Blood Mages: Shaman, Theurgists, and Warlocks

 

Just like all other magic-users, the various types of Blood Mages use spells from one of the three schools: Holy, Unholy or Elemental. They are subject to the same rules of Focus and backlash as any other mage. They cannot know both Holy and Unholy schools. Their spells do the same things, work the same ways, cost the same amount of MP.

The difference is that Blood Mages use their HP to cast spells, instead of their MP. Each point of HP can be thought of as 2 points of MP for the purpose of spellcasting (so if a spell requires 10 MP to cast, it'll take 5 HP instead). This means that with a little planning, you can have a quite impressive amount of points for spellcasting; it also means that you are hurting yourself by casting spells.

Due to the body's natural self-preservation instincts, you cannot (normally) kill yourself through spellcasting. There are disadvantages which will allow you to override your self-preservation instinct, or a particularly intense situation might inspire you to give your life for the cause, but normally, you cannot cast spells that will drop you below 1 HP. (You can, of course, still be brought to 0 HP by a combination of spellcasting and taking incoming damage.)

In all other ways, they function like a normal priest or mage: they must still apprentice to a master or study at the Magic Users' Institute to learn their spell schools; they must maintain Focus while casting or suffer backlash; they cannot worship both the Gods and the Demons. The only difference is in how they get energy to cast the spells.

Playing a Blood Mage

Magic is not always the answer for you. You are more cautious and pragmatic, and generally seek non-magical solutions to problems, to avoid hurting yourself unnecessarily. Casting spells doesn't carry with it a sensation of pain, but of growing weakness. And if it's truly necessary, you are glad to do it, of course.

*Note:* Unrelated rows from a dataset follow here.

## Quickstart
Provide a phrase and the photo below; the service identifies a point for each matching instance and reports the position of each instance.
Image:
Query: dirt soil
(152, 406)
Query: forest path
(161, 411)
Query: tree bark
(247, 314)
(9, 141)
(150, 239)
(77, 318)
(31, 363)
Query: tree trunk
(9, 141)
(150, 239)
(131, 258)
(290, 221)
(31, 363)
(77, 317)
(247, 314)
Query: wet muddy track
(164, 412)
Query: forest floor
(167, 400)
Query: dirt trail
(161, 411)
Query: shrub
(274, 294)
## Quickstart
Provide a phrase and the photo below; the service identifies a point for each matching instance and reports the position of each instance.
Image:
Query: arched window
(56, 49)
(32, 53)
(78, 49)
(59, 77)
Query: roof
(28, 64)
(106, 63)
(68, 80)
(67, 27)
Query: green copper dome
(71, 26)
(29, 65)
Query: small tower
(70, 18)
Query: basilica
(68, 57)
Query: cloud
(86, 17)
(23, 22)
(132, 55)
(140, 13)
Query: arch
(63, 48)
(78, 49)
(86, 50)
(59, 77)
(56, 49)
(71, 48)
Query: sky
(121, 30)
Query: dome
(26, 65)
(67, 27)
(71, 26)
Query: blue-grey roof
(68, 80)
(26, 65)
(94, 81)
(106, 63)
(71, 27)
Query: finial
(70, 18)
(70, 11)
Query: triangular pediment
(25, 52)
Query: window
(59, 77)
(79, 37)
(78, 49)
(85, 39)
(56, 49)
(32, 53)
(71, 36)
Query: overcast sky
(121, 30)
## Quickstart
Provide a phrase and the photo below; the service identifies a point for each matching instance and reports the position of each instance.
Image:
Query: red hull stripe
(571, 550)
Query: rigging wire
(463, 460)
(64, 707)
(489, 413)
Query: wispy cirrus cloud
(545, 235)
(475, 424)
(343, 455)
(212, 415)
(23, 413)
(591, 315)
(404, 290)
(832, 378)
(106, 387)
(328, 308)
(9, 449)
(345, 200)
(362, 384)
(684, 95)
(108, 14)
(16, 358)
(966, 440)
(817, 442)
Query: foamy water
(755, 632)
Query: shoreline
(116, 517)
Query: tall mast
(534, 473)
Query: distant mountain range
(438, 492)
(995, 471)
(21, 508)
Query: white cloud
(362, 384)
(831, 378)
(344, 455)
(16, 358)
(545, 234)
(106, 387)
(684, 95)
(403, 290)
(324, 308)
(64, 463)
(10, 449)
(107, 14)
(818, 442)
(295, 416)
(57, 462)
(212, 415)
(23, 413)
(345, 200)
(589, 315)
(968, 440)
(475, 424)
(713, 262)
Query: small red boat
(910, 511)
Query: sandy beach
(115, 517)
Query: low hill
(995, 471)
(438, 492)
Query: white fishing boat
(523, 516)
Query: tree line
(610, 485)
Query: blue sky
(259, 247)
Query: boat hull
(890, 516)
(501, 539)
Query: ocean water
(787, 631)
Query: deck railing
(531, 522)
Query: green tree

You won't call yourself a "Blood Mage" - this is the term the Magic Users' Institute has concocted to refer to the use of a person's health to cast spells. Blood Mages who specialize primarily in Holy refer to themselves as Theurgists. Unholy Blood Mages (which is a chilling term all on its own) prefer Warlocks. An Elemental Blood Mage would call him/herself a Shaman.

As you've probably figured out, it's worth it to put some extra points into buffing up your HP. You will NOT have MP in addition to HP; the only resource for casting spells is your health. Also keep in mind that your effective "MP" is twice what your HP is ...minus 2. So if you have 20 HP, you have 19 HP you can cast with (because you normally can't cast anything that will reduce you below 1 HP), which translates to 38 MP (not 39). Thus (HP x 2) - 2 = your MP. You can record this on your character sheet under MP if you wish, for easy record-keeping, but remember that it isn't actually MP. Remember also that any damage you take will reduce your MP pool accordingly. If you have 20 HP and take 5 points of damage, you're down to 15 HP, which would mean 28 MP remaining ((HP x 2) - 2).

You may also find yourself casting more defensive spells; sure you're going to be hurt (and lose HP) whether you cast the spell or not, but if the difference is between losing a couple HP casting a shield or losing a lot more HP by taking the hit, the shield's probably the better choice.

Just as with MP, HP is spent at the time the spell GOES OFF, and not before. So if you lose Focus in the middle, you'll have to deal with backlash, but you haven't lost that HP that the spell was going to require.